Oxman has also premiered new printing tools and processes. In 2015, she designed Gemini, a large chaise lounge combining a milled wood shell with a 3D-printed surface. Both the outer shell and the texture of the inner surface were designed to produce a soothing acoustical environment for someone reclining in it. Gemini was later acquired by SF MoMA.

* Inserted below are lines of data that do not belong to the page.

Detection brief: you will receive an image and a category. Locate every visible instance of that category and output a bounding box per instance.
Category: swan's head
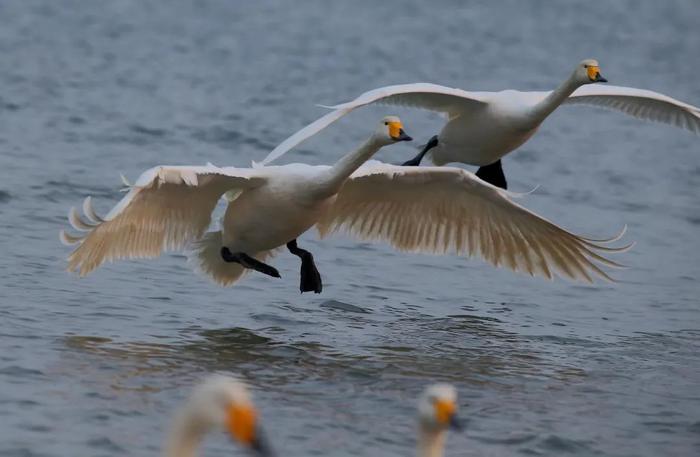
[418,384,462,431]
[374,116,413,145]
[574,59,608,84]
[175,375,272,456]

Also in 2015, a Mediated Matter team developed G3DP, the first 3D printer for optically transparent glass. At the time, sintering 3D printers could print with glass powder, but the results were brittle and opaque. G3DP was designed in collaboration with MIT's Glass Lab and the Wyss Institute, emulating traditional glass working processes. Molten glass was poured in fine streams and cooled in an annealing chamber, yielding precision suitable for art and consumer products, and glass strength suitable for architectural elements. The process allowed close control of color, transparency, thickness and texture. Changing the height and speed of the nozzle produced uniform loops, turning the printer into a "molden glass sewing machine". A set of glass vessels made with this printer went on exhibit at the Cooper Hewitt and other museums, and a 10-foot tall sculpture of light and printed glass, YET, was designed for the 2017 Milan Design Week.

Exhibited works

Oxman's early projects took the form of example surfaces, furniture, or objects that could be worn or put on display. Most were exhibited in museums. More recent work included temporary and interactive installations. Some, such as the Ocean Pavilion and G3DP, included a production process; others, such as the Silk Pavilion and Synthetic Apiary, included biological observation and research on the exhibit.

Art, surfaces, and furniture
Wearables, machines, and installations

Awards and recognition

Oxman is a senior fellow in the Design Futures Council, and won the Vilcek Prize in Design in 2014.

In 2009, she was on ICON’s list of the “20 Most Influential Architects to Shape Our Future.” In 2012, Shalom Life ranked her number 1 on its list of “most talented, intelligent, funny, and gorgeous Jewish women in the world."